Hrishikesh Mukherjee made middle-of-the-road cinema with the best of stars. Starting from Musafir, his first, which was backed by Dilip Kumar, Mukherjee went on to work with Raj Kapoor in Anari and Dev Anand in Asli Naqli. Anand was no different as stars used to come to him when they wanted to break away from the usual romantic routines.

Having started his career as a sitarist on All India Radio, Mukherjee worked in the processing unit of B.N Sircar’s New Theatres and dabbled in cinematography before moving to editing and screenwriting, at the behest of his mentor Bimal Roy, who brought him to Bombay.

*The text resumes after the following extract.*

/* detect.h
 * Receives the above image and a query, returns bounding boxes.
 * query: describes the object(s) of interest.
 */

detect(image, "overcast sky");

Mukherjee always said that the editor should have an intimate knowledge of scriptwriting. Perhaps that’s why he was able to edit such diverse films as Manmohan Desai’s Coolie and Ramu Kariat’s Chemmeen. “I never used to overshoot. I made Anand in 28 days within 32 reels because I knew how much I needed,” he said in a television interview.

Hrishikesh Mukherjee

Hrishikesh Mukherjee  

Loosely inspired by Akira Kurosawa’s Ikiru, Mukherjee co-wrote Anand for Raj Kapoor in the early 1960s. At one point, he wanted to make it in Bengali with Uttam Kumar as the doctor. When it didn’t work, he thought of casting Kishore Kumar and Mehmood. It shows that he always wanted an actor who could lend a light touch to the heavy subject.

There is a story that Kishore had asked his security guard not to allow a certain Bengali event manager to enter the house. The guard mistook Mukherjee as that man and chased him away. Anyway, the fact that Kishore is missing from the playback credits at a time when he had become the voice of Rajesh Khanna tells us that perhaps all was not well between the singer and director.

Dedicated to Bombay, Anand celebrates the city’s cosmopolitan culture. The Kulkaranis (Ramesh and Seema Deo) speak in Marathi and Renu (Sumita Sanya) slips in a bit of Bengali now and then. In ‘Kahin door jab din dhal jaye’, the Punjabi Anand holds a book of Urdu poetry in Persian script while Bhaskar Banerjee writes his diary in Hindi. There is a scene in the film where Anand quotes the national anthem to describe the unity in diversity that exists in the city.

Gulzar and the largely unfeted Yogesh underlined the film’s essence through songs that continue to live on effortlessly. Narrated by Bachchan, Gulzar’s ‘Maut ek kavita’ provides words to the unsaid, while the effervescent ‘Maine tere liye hi saat rang ke sapne chune’ makes the audience believe in dreams.

Interestingly, Yogesh wrote ‘Kahin door…’ and ‘Zindagi kaisi hai paheli’ for a Basu Bhattacharya film that was shelved. Hemant Kumar had already recorded ‘Kahin door…’ in Bengali, but Mukesh and Manna Dey again brought alive the melancholy of those words. As Anand might have said, good films and good music don’t die.